Data Quality Overview

Data has become a new type of important asset that Internet enterprises rely on and the quality of the data is directly related to the accuracy of information and also the survival and competitiveness of an enterprise.


Data quality management refers to a set of processing guidelines for measuring, improving, and verifying data quality as well as integrating organizational data. The characteristics of the large volume, fast speed, and diversity of IoT data determine the processing requirements for the quality of IoT big data, which is different from the quality management methods of traditional data management.

Data Quality Assessment Dimensions

Currently, EnOS supports the following data quality assessment dimensions.

  • Completeness

    Data is complete and no information is missed.

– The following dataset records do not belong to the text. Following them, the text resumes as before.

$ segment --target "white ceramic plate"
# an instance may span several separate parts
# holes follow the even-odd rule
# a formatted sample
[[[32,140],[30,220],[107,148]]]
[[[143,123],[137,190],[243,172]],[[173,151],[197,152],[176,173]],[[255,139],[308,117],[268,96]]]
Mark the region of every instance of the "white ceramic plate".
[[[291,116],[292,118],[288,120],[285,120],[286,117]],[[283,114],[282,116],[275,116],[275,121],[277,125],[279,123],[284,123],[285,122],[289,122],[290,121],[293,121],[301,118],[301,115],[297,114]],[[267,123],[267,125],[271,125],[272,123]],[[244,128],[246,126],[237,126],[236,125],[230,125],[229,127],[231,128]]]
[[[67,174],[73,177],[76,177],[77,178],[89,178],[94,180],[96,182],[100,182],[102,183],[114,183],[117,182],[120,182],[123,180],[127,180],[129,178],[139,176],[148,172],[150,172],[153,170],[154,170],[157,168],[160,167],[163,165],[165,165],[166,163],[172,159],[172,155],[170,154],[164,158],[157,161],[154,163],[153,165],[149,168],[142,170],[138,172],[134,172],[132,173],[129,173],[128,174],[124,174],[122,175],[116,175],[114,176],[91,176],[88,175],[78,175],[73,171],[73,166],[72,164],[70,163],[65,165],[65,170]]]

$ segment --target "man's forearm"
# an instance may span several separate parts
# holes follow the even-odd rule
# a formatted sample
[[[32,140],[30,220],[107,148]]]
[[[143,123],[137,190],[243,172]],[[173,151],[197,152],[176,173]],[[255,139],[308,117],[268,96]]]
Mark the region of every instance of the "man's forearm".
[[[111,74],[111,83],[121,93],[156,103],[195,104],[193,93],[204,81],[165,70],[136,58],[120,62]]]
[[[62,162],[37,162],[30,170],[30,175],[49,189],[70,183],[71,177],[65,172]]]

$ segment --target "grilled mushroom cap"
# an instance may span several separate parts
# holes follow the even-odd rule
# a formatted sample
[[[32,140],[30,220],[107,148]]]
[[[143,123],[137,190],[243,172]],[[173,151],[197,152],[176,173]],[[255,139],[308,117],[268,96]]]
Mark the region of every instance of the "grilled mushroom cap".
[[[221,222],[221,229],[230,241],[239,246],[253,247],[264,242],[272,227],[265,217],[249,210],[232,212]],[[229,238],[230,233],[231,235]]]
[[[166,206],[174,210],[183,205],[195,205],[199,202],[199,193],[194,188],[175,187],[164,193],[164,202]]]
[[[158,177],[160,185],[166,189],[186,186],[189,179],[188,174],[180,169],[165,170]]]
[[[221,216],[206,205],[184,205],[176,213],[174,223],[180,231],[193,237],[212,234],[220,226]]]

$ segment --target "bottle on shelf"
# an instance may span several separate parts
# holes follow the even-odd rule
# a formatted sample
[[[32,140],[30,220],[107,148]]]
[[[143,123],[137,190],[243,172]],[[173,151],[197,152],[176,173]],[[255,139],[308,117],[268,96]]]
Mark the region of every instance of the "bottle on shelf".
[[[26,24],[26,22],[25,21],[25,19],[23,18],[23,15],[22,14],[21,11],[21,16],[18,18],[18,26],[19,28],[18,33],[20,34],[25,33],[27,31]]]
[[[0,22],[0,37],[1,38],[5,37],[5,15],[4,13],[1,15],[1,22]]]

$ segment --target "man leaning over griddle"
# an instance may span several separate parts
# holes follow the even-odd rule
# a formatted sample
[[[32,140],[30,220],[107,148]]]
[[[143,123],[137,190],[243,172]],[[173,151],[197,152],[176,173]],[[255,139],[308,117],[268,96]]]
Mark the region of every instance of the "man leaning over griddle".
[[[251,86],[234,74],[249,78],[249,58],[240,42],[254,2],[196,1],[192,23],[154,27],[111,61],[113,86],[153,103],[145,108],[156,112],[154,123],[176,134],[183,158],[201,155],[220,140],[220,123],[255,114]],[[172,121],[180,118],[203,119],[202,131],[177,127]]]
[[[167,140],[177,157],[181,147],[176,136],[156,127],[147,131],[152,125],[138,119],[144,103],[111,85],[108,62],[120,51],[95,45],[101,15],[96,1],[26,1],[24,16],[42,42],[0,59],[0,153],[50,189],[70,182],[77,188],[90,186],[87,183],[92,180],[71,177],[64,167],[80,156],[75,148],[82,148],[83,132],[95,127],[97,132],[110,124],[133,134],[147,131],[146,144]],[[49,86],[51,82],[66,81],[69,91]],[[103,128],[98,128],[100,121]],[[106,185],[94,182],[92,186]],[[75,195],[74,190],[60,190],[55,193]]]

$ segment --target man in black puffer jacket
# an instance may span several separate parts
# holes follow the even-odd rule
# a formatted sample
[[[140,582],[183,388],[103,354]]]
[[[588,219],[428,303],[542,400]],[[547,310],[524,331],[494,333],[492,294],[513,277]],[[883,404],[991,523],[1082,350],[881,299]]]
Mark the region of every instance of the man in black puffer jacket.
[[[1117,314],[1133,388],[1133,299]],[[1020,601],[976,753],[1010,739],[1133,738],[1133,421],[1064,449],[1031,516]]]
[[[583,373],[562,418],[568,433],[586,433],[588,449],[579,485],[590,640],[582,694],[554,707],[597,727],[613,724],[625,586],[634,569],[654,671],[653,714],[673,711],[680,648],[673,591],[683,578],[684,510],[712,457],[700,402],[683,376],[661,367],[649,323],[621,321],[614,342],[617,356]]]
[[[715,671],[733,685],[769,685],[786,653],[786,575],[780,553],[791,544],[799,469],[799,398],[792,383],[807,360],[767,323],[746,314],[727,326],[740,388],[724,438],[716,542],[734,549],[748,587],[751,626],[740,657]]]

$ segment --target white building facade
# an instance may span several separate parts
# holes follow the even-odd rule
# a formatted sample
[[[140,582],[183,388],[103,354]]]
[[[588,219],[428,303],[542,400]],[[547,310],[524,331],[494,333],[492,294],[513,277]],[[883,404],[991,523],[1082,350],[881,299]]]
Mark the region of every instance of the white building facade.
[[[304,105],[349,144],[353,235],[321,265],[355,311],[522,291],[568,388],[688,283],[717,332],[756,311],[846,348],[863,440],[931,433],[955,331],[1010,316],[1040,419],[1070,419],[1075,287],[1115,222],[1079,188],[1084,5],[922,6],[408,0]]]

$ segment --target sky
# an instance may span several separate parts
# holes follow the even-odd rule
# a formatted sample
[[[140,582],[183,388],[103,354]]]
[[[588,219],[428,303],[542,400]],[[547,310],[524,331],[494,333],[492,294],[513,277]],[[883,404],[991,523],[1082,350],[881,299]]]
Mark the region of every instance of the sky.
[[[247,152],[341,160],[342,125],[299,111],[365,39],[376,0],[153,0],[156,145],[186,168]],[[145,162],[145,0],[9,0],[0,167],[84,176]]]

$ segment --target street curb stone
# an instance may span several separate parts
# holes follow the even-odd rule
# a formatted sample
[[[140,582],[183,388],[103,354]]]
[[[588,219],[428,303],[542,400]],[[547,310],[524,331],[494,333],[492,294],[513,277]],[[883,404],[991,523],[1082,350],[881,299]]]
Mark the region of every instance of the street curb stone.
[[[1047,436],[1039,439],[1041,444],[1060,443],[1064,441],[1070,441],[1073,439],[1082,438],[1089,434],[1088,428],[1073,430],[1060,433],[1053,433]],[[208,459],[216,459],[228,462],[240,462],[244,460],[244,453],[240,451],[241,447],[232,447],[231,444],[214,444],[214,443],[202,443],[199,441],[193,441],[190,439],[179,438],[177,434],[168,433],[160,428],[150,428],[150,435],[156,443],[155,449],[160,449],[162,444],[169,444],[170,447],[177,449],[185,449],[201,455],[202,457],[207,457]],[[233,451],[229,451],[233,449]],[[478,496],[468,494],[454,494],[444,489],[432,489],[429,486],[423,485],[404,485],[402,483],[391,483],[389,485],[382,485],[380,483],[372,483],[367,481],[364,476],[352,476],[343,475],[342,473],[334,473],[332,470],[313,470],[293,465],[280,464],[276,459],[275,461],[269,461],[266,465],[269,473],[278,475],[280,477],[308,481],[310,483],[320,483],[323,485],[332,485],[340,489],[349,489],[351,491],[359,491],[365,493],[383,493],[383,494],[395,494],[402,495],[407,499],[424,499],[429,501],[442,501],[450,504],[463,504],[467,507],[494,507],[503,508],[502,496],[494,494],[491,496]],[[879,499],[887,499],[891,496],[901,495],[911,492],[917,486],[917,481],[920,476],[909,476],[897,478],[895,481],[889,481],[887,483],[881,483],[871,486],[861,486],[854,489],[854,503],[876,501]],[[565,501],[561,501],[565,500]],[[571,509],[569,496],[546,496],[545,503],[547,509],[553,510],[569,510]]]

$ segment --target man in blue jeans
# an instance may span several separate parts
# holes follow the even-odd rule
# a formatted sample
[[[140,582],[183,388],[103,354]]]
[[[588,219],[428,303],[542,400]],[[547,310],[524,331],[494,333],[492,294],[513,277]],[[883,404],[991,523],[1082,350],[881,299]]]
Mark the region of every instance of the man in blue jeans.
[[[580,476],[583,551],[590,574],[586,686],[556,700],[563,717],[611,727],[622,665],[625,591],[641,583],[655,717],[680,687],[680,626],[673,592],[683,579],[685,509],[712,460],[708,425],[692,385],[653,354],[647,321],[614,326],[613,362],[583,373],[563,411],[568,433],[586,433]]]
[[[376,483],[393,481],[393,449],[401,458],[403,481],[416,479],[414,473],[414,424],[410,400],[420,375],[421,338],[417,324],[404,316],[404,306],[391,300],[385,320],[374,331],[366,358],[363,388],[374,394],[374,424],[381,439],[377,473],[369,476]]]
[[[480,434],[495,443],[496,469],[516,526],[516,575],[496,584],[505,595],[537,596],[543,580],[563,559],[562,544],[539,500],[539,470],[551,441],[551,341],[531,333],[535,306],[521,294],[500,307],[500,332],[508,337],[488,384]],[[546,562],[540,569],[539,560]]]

For example, the personnel information data should completely cover gender, age, and the measurement point data of the day should be fully uploaded.

  • Accuracy

    Data is accurate and acceptable. For example, the age of the personnel should be within an acceptable range.

  • Timeliness

    Data is uploaded to the cloud with no latency.


For a detailed description of the data quality dimensions and review the data quality report, see Viewing the Data Quality Report.

Product Advantages

  • Multi-dimensional data quality assessment
  • Visualized data quality report query

Usage Limit

The data quality rules are set by configuring the relevant stages in the stream data processing jobs.